Mr. Soljacic envisions a device with wiring loops mounted on the ceiling of a room. He even sees this as a way of recharging electric buses on the go if there's a large "pipe" with recharging energy above a highway.
The concept of wirelessly recharging batteries has been dismissed before, deemed way too inefficient with too much energy put out into the air and little where it's supposed to go. But Mr. Soljacic said using special resonating frequencies could theoretically cut energy loss to only half of the energy produced, making the technology usable.
MP3.com hosting music again
LOS ANGELES -- MP3.com is reopening its servers, nearly a decade after it helped usher in the online music era by letting largely unknown bands submit files for computer users to download.
The site, acquired by San Francisco-based CNET Networks Inc. in 2003, has undergone a redesign. Relaunched officially on Tuesday, the site now offers up to 100 megabytes of storage space for audio tracks and unlimited space for videos, free of charge.
The company won't say how many independent artists or tracks have been uploaded to the site since it began accepting files a few weeks ago.
CNET bought only the Internet domain, not the library of more than 1 million tracks that bands had uploaded to MP3.com since 1998.

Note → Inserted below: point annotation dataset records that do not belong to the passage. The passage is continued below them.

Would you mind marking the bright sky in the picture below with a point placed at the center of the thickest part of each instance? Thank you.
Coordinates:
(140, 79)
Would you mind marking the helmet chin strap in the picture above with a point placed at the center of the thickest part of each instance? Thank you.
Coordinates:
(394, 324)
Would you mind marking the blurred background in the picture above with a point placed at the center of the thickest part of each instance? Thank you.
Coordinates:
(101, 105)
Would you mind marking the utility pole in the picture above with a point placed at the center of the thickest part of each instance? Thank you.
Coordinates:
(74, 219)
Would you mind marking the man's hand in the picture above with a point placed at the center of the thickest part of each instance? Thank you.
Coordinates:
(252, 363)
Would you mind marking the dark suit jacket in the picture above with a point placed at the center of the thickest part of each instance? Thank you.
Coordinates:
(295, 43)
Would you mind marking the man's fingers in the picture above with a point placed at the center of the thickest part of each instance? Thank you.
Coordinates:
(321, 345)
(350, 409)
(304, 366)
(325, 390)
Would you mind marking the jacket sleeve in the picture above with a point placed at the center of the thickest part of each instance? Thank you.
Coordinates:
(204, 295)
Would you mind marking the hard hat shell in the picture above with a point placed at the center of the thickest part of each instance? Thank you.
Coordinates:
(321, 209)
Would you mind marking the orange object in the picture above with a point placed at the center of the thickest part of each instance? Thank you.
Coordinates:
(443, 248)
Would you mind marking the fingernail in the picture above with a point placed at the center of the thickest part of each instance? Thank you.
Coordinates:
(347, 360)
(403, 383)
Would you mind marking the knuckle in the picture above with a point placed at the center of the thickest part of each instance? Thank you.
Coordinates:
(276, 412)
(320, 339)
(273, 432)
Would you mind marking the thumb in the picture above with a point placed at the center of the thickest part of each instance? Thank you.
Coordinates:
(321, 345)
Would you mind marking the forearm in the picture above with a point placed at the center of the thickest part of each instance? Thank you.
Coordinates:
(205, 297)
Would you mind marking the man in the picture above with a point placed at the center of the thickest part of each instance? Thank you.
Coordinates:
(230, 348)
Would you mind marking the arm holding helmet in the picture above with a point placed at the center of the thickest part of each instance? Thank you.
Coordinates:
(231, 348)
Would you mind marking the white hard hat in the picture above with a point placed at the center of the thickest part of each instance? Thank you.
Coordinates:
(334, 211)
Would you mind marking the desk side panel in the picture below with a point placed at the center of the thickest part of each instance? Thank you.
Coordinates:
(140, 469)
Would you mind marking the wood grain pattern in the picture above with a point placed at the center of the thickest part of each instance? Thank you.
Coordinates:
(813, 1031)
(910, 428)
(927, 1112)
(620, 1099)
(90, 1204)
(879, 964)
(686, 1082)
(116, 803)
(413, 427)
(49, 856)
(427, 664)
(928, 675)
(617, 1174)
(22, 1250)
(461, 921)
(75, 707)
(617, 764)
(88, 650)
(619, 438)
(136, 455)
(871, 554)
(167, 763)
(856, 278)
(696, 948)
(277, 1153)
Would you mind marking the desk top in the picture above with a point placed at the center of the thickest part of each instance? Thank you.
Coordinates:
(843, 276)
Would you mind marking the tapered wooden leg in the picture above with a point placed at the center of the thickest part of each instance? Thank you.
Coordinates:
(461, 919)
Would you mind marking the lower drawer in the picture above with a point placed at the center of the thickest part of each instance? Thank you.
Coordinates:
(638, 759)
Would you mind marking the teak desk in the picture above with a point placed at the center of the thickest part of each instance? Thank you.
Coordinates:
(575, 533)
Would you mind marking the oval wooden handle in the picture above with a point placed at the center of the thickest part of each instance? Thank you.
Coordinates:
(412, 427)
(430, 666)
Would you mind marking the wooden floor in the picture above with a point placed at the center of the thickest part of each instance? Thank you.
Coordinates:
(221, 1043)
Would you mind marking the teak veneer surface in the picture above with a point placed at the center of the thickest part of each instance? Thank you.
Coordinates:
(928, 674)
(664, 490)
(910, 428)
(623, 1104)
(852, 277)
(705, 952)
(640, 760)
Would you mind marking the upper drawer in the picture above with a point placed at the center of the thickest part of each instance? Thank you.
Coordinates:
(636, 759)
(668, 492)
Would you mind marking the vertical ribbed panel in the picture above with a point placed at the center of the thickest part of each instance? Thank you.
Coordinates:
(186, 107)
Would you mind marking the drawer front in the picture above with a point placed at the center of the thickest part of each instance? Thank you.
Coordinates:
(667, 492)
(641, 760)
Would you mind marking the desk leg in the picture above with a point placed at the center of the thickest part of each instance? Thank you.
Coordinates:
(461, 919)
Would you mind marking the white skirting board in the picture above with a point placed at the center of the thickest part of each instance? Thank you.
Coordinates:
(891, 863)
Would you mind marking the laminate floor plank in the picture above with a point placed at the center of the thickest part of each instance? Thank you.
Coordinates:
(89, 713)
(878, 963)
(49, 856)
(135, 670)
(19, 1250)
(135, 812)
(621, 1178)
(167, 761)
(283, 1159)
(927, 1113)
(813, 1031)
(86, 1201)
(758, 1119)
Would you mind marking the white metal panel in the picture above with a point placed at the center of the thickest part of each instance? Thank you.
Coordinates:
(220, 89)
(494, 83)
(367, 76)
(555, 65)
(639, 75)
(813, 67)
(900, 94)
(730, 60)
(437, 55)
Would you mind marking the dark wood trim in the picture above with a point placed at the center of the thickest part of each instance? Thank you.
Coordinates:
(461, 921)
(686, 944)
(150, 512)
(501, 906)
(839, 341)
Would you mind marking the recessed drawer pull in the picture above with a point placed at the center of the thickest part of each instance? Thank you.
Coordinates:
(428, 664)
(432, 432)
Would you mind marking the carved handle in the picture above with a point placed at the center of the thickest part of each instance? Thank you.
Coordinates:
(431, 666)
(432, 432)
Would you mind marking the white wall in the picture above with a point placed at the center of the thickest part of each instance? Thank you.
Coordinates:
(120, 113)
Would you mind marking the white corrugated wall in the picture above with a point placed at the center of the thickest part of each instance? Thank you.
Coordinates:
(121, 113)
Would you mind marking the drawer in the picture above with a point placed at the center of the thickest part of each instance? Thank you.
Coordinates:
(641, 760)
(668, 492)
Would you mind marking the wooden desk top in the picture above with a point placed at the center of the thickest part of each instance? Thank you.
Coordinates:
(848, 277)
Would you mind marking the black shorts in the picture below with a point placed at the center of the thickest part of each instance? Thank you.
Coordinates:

So, until recently, the site focused on offering editorial content on major label artists and enabled visitors to stream selected tracks and videos while online, typically with links to Internet music stores where fans could buy downloads for portable devices and offline play.
The revamped site weaves in tracks and videos by independent and unsigned bands for visitors to download directly from MP3.com. It gives at least some of the fledgling acts equal billing with similar artists from major labels.